Ma nonostante tutto questo, la meravigliosa campagna di solidarietà per la liberazione di Amin ha costretto i suoi rapitori a liberarlo. Questa non è solo una vittoria per la TMI, ma per tutti gli attivisti politici di sinistra di questo paese. Ringraziamo anche altre organizzazioni di sinistra del Pakistan che hanno partecipato con tutto il cuore a questa campagna e si sono uniti alle proteste e alle manifestazioni nonostante intimidazioni e minacce.
La determinazione del compagno Amin è ora più che mai rafforzata. È totalmente impegnato nella causa della rivoluzione socialista in Pakistan, ed è convinto che questa sia l’unica via da seguire per la popolazione oppressa di questo paese. I marxisti hanno ripetutamente affermato che è facile uccidere un uomo ma nessuno può uccidere un’idea la cui ora è giunta. Ciò vale anche in Pakistan, dove la crisi del capitalismo sta gettando milioni di persone ancor di più in povertà e miseria. Per loro, l’unica via d’uscita da questo abisso è un rovesciamento rivoluzionario di questo orribile sistema basato sullo sfruttamento e sulla brutale oppressione.
Mentre i ricchi continuano a vivere in un lusso sfrenato, i poveri sono costretti a tollerare condizioni brutali e ogni accenno di dissenso e resistenza incontra la tortura e l’oppressione. Ma, come si dice, il momento più buio della notte è poco prima dell’alba: la disperazione della classe dirigente pakistana e i suoi metodi brutali dicono che l’alba di un futuro socialista non è lontana.

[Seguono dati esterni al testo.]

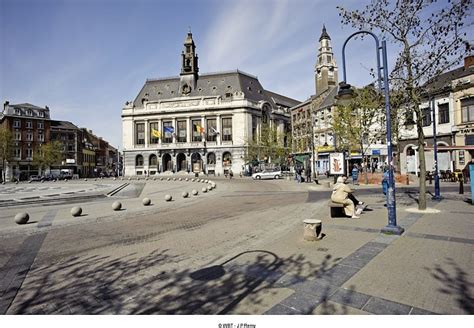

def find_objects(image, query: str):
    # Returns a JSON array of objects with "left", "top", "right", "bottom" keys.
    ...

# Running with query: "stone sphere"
[
  {"left": 15, "top": 212, "right": 30, "bottom": 224},
  {"left": 71, "top": 206, "right": 82, "bottom": 216},
  {"left": 112, "top": 201, "right": 122, "bottom": 211}
]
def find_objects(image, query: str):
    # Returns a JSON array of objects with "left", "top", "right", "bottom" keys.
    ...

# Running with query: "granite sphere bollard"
[
  {"left": 112, "top": 201, "right": 122, "bottom": 211},
  {"left": 71, "top": 206, "right": 82, "bottom": 216},
  {"left": 15, "top": 212, "right": 30, "bottom": 224}
]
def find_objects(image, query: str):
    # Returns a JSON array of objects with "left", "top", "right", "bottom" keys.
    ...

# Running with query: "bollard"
[{"left": 303, "top": 219, "right": 323, "bottom": 241}]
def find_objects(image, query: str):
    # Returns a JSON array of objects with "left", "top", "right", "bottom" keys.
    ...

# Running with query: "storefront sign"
[{"left": 329, "top": 153, "right": 344, "bottom": 175}]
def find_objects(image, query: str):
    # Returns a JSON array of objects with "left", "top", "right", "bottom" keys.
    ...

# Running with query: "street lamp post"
[
  {"left": 338, "top": 31, "right": 404, "bottom": 235},
  {"left": 429, "top": 97, "right": 441, "bottom": 200}
]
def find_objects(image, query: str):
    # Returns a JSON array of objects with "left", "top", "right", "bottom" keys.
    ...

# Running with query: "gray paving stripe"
[
  {"left": 0, "top": 233, "right": 47, "bottom": 314},
  {"left": 329, "top": 288, "right": 371, "bottom": 310},
  {"left": 405, "top": 232, "right": 474, "bottom": 244},
  {"left": 38, "top": 210, "right": 58, "bottom": 228},
  {"left": 361, "top": 297, "right": 412, "bottom": 315}
]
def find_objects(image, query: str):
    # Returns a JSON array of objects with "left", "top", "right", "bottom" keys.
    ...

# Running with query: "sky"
[{"left": 0, "top": 0, "right": 472, "bottom": 149}]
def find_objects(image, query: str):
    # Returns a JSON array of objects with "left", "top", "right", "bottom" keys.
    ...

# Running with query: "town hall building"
[{"left": 122, "top": 32, "right": 299, "bottom": 176}]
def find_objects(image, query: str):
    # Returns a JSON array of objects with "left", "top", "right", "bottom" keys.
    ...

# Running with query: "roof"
[
  {"left": 423, "top": 66, "right": 474, "bottom": 93},
  {"left": 134, "top": 70, "right": 299, "bottom": 107},
  {"left": 51, "top": 121, "right": 78, "bottom": 130}
]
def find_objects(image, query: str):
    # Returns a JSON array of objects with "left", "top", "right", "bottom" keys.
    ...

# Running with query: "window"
[
  {"left": 192, "top": 120, "right": 202, "bottom": 142},
  {"left": 135, "top": 123, "right": 145, "bottom": 145},
  {"left": 222, "top": 117, "right": 233, "bottom": 141},
  {"left": 438, "top": 104, "right": 449, "bottom": 124},
  {"left": 135, "top": 155, "right": 143, "bottom": 166},
  {"left": 421, "top": 108, "right": 431, "bottom": 126},
  {"left": 461, "top": 97, "right": 474, "bottom": 123},
  {"left": 150, "top": 122, "right": 160, "bottom": 144},
  {"left": 206, "top": 118, "right": 217, "bottom": 141},
  {"left": 178, "top": 121, "right": 187, "bottom": 142},
  {"left": 149, "top": 155, "right": 158, "bottom": 166},
  {"left": 163, "top": 121, "right": 174, "bottom": 143}
]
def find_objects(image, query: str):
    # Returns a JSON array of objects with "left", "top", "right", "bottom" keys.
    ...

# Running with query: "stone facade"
[{"left": 122, "top": 33, "right": 298, "bottom": 176}]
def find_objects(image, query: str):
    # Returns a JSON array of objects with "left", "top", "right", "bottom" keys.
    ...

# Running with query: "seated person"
[{"left": 331, "top": 176, "right": 360, "bottom": 219}]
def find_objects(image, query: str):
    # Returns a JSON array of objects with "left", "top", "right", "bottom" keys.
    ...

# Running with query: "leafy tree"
[
  {"left": 33, "top": 141, "right": 63, "bottom": 174},
  {"left": 0, "top": 127, "right": 14, "bottom": 181},
  {"left": 332, "top": 86, "right": 385, "bottom": 183},
  {"left": 244, "top": 123, "right": 291, "bottom": 169},
  {"left": 338, "top": 0, "right": 472, "bottom": 210}
]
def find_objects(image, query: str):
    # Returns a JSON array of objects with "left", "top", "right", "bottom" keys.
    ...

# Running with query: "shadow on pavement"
[{"left": 4, "top": 250, "right": 350, "bottom": 314}]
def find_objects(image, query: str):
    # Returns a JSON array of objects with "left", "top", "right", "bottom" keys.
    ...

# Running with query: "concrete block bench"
[{"left": 328, "top": 200, "right": 347, "bottom": 218}]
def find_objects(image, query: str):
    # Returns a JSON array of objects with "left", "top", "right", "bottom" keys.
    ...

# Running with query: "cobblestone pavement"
[{"left": 0, "top": 178, "right": 474, "bottom": 314}]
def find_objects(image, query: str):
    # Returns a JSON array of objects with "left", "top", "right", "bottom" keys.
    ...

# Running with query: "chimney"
[{"left": 464, "top": 55, "right": 474, "bottom": 69}]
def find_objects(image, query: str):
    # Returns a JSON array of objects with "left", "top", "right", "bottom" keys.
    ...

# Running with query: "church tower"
[
  {"left": 179, "top": 30, "right": 199, "bottom": 95},
  {"left": 314, "top": 25, "right": 338, "bottom": 95}
]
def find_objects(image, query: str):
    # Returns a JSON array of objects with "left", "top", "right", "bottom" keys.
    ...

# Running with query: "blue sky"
[{"left": 0, "top": 0, "right": 470, "bottom": 149}]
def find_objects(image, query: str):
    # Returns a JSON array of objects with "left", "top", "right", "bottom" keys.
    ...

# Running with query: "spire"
[{"left": 319, "top": 24, "right": 331, "bottom": 42}]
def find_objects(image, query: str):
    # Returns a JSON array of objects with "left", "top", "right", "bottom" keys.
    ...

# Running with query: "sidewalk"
[{"left": 223, "top": 191, "right": 474, "bottom": 314}]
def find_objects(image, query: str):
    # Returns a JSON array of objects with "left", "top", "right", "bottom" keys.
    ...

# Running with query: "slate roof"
[
  {"left": 51, "top": 121, "right": 78, "bottom": 130},
  {"left": 134, "top": 70, "right": 299, "bottom": 108}
]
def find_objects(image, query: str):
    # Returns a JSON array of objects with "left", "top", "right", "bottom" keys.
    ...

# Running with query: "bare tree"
[
  {"left": 338, "top": 0, "right": 473, "bottom": 210},
  {"left": 332, "top": 86, "right": 385, "bottom": 184}
]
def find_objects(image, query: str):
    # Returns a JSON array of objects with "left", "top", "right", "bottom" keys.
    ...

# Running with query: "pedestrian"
[{"left": 331, "top": 176, "right": 360, "bottom": 219}]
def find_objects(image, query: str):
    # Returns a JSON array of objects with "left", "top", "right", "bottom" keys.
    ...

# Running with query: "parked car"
[
  {"left": 29, "top": 175, "right": 44, "bottom": 181},
  {"left": 252, "top": 171, "right": 281, "bottom": 180}
]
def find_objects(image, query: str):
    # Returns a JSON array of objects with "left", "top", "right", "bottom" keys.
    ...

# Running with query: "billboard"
[{"left": 329, "top": 153, "right": 345, "bottom": 175}]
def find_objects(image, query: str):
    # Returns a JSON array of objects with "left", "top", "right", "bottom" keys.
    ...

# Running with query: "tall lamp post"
[
  {"left": 338, "top": 31, "right": 404, "bottom": 235},
  {"left": 429, "top": 97, "right": 441, "bottom": 200}
]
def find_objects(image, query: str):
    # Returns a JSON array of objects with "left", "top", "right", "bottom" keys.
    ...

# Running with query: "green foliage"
[
  {"left": 33, "top": 141, "right": 63, "bottom": 169},
  {"left": 332, "top": 86, "right": 385, "bottom": 153},
  {"left": 0, "top": 127, "right": 14, "bottom": 181},
  {"left": 244, "top": 123, "right": 291, "bottom": 164}
]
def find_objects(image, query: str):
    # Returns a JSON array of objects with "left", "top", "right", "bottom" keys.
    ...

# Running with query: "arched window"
[
  {"left": 149, "top": 154, "right": 158, "bottom": 166},
  {"left": 222, "top": 152, "right": 232, "bottom": 166},
  {"left": 135, "top": 155, "right": 143, "bottom": 166}
]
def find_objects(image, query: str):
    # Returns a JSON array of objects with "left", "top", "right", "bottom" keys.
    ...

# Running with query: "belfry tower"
[
  {"left": 179, "top": 30, "right": 199, "bottom": 95},
  {"left": 314, "top": 25, "right": 338, "bottom": 95}
]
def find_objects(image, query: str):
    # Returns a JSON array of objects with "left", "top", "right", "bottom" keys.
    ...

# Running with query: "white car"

I compagni della TMI, tra cui Amin e sua sorella, giurano ancora una volta di lottare per questa nobile causa e continueranno la loro lotta contro queste forze di reazione oscura al loro ultimo respiro. Questa è l’unica speranza per l’intera umanità e sacrificheremo ogni ultima goccia del nostro sangue per questa causa, che è l’unica per cui valga la pena vivere e morire.
Viva la TMI!
Viva la rivoluzione socialista!
Lavoratori di tutto il mondo, unitevi!